Le 8 juin 2026, le président gabonais Brice Clotaire Oligui Nguema a officiellement lancé les travaux du port en eau profonde de Kobe-Kobe, un projet qui dépasse largement le cadre d’un simple chantier d’infrastructure.
Ce projet marque l’entrée du Gabon dans une nouvelle phase de son histoire économique, avec des conséquences potentiellement durables sur sa place dans les échanges africains et mondiaux. Sur la façade atlantique de la province de l’Estuaire, à Nyonié, le chef de l’État a donné le coup d’envoi d’un programme aux ambitions multiples : industrialisation, souveraineté économique, diversification après le pétrole, développement territorial et création d’emplois. Jamais un projet n’avait mobilisé autant d’acteurs internationaux et suscité autant d’espoir parmi les Gabonais.

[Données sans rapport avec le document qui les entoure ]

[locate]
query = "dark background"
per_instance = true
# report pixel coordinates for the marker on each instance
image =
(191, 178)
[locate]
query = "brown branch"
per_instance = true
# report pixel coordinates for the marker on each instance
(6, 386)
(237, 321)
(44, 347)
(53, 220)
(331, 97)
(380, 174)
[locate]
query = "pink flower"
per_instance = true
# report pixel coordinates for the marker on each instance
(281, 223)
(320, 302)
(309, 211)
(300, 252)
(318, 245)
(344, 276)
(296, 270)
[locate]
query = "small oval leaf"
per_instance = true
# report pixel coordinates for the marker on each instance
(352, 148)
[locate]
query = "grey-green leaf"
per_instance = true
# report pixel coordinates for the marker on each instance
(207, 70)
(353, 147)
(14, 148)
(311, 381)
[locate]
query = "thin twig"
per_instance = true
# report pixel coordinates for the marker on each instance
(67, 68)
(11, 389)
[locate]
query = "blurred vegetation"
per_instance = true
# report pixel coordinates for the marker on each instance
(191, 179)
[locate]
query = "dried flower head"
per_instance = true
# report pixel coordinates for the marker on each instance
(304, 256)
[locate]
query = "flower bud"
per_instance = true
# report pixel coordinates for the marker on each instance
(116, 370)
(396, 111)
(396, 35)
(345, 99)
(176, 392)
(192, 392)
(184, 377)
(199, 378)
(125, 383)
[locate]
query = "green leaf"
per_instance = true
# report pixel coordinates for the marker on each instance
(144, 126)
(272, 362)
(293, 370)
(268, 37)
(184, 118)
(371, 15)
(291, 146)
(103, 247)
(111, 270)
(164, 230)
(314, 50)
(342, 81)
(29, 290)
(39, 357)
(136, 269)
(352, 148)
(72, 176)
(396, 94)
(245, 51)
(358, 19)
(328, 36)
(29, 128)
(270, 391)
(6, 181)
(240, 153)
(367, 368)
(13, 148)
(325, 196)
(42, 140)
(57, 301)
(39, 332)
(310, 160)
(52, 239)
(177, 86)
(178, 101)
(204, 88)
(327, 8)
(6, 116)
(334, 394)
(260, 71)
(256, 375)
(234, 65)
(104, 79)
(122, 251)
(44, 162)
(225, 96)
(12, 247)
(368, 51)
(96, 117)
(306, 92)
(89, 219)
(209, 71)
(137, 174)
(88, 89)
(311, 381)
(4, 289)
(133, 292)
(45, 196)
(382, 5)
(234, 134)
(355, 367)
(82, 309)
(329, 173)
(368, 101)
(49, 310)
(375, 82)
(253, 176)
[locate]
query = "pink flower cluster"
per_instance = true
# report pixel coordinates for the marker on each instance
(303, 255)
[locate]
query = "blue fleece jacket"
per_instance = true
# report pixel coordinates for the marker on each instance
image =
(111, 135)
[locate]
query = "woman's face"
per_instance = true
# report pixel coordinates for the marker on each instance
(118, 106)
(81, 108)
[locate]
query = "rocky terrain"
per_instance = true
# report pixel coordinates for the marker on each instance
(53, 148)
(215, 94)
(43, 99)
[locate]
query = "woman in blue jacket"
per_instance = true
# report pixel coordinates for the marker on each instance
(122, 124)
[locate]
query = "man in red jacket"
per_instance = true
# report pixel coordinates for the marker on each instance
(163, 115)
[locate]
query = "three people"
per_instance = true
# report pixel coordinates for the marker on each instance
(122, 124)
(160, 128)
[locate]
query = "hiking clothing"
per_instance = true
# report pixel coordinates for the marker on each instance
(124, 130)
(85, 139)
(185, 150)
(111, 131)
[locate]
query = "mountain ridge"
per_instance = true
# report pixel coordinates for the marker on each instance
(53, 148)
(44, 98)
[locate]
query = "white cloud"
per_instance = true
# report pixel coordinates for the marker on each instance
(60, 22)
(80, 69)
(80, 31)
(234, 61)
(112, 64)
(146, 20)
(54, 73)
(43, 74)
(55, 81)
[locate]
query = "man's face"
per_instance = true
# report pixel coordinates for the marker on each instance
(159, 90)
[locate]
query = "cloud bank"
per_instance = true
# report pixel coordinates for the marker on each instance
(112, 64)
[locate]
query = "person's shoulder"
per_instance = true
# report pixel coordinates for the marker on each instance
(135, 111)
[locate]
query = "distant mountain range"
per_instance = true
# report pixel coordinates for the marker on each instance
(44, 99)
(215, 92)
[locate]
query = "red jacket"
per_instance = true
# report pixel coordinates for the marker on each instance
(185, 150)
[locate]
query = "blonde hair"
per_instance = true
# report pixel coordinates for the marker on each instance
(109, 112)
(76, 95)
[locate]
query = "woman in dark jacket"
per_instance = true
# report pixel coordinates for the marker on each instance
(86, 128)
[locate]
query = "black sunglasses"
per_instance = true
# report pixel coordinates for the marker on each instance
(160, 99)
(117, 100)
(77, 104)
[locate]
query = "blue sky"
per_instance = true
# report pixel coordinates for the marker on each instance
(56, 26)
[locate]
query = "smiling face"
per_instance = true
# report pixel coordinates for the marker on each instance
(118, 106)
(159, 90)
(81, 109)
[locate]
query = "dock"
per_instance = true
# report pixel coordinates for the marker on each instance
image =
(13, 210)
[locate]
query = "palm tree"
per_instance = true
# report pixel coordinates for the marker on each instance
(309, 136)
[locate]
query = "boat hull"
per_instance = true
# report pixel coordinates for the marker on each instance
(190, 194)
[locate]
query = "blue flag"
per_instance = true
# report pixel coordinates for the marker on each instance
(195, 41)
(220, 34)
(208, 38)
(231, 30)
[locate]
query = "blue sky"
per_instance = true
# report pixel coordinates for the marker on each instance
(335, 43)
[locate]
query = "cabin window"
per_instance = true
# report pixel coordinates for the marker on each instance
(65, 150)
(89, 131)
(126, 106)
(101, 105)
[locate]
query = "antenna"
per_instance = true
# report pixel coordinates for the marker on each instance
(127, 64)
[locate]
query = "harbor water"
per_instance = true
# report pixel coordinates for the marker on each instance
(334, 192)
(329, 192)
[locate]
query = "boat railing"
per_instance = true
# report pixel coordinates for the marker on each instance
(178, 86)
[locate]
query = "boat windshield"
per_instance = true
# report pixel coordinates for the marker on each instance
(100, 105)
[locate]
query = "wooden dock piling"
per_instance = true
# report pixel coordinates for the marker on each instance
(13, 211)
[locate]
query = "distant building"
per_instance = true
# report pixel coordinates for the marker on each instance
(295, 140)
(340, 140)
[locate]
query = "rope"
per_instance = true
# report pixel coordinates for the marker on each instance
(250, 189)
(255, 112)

Le cœur d’un nouveau modèle économique
Considérer Kobe-Kobe comme un simple port serait une méprise. Le complexe repose sur quatre piliers interconnectés : le gisement de fer de Belinga, l’une des plus grandes réserves mondiales de minerai à haute teneur encore inexploitées ; une nouvelle ligne ferroviaire de 535 kilomètres reliant les zones de production au littoral ; un port minéralier en eau profonde doté de quatre postes à quai ; enfin, un barrage hydroélectrique de 400 mégawatts à Booué destiné à alimenter l’ensemble du dispositif.
Cette approche intégrée rompt avec le modèle historique d’exportation brute des ressources africaines. L’objectif est de capter davantage de valeur ajoutée sur le territoire national. Les autorités visent à transformer les ressources naturelles en levier d’industrialisation, plutôt que de les exporter simplement. Le partenariat conclu en avril 2026 entre l’État gabonais, Africa Global Logistics et Algest Investment Bank illustre cette volonté de bâtir une chaîne économique complète, de l’extraction à la commercialisation.
Une bataille logistique pour l’Afrique centrale
Mais l’enjeu dépasse le secteur minier. Avec un tirant d’eau de 14 à 16 mètres, Kobe-Kobe offrira un avantage naturel rare en Afrique centrale, où plusieurs ports arrivent à saturation. Les navires de grande capacité pourront accoster sans transbordement, réduisant les coûts logistiques et attirant les investissements internationaux. Le Gabon ambitionne de devenir une plateforme régionale, desservant son marché intérieur et une partie des flux commerciaux de la sous-région.
Cette vision s’inscrit dans la stratégie du président Oligui Nguema pour préparer l’après-pétrole, en misant sur les mines, l’énergie et la position géographique privilégiée du pays. Avec des partenaires comme China Railway, EDF-Sinohydro, Trafigura, Fortescue et Africa Global Logistics, le projet gagne en crédibilité auprès des acteurs économiques mondiaux.
L’enjeu social derrière les infrastructures
Au-delà des investissements, l’impact humain est crucial. Les projections annoncent plus de 9 000 emplois directs et jusqu’à 100 000 emplois indirects d’ici 2030, avec un potentiel pouvant atteindre 160 000 emplois directs et indirects selon certains promoteurs, au fur et à mesure du déploiement du corridor industriel. Pour les habitants de Nyonié, du Komo-Océan et des zones traversées par le futur chemin de fer, c’est une transformation économique inédite.
L’amélioration des réseaux de transport, le développement des services et de nouvelles activités industrielles pourraient bouleverser le paysage socio-économique de plusieurs régions du pays. Le succès se mesurera à la capacité de transformer cette infrastructure monumentale en prospérité concrète pour les Gabonais. Derrière les grues et les quais se joue la capacité du Gabon à convertir ses richesses naturelles en développement durable, emplois qualifiés et souveraineté économique.
Si les objectifs sont tenus, Kobe-Kobe deviendra le symbole d’un nouveau modèle gabonais, fondé sur l’industrialisation et la création de valeur locale. Peu de projets africains incarnent aussi clairement l’ambition de ne plus se contenter d’exporter des ressources, mais de construire les infrastructures qui transforment l’avenir.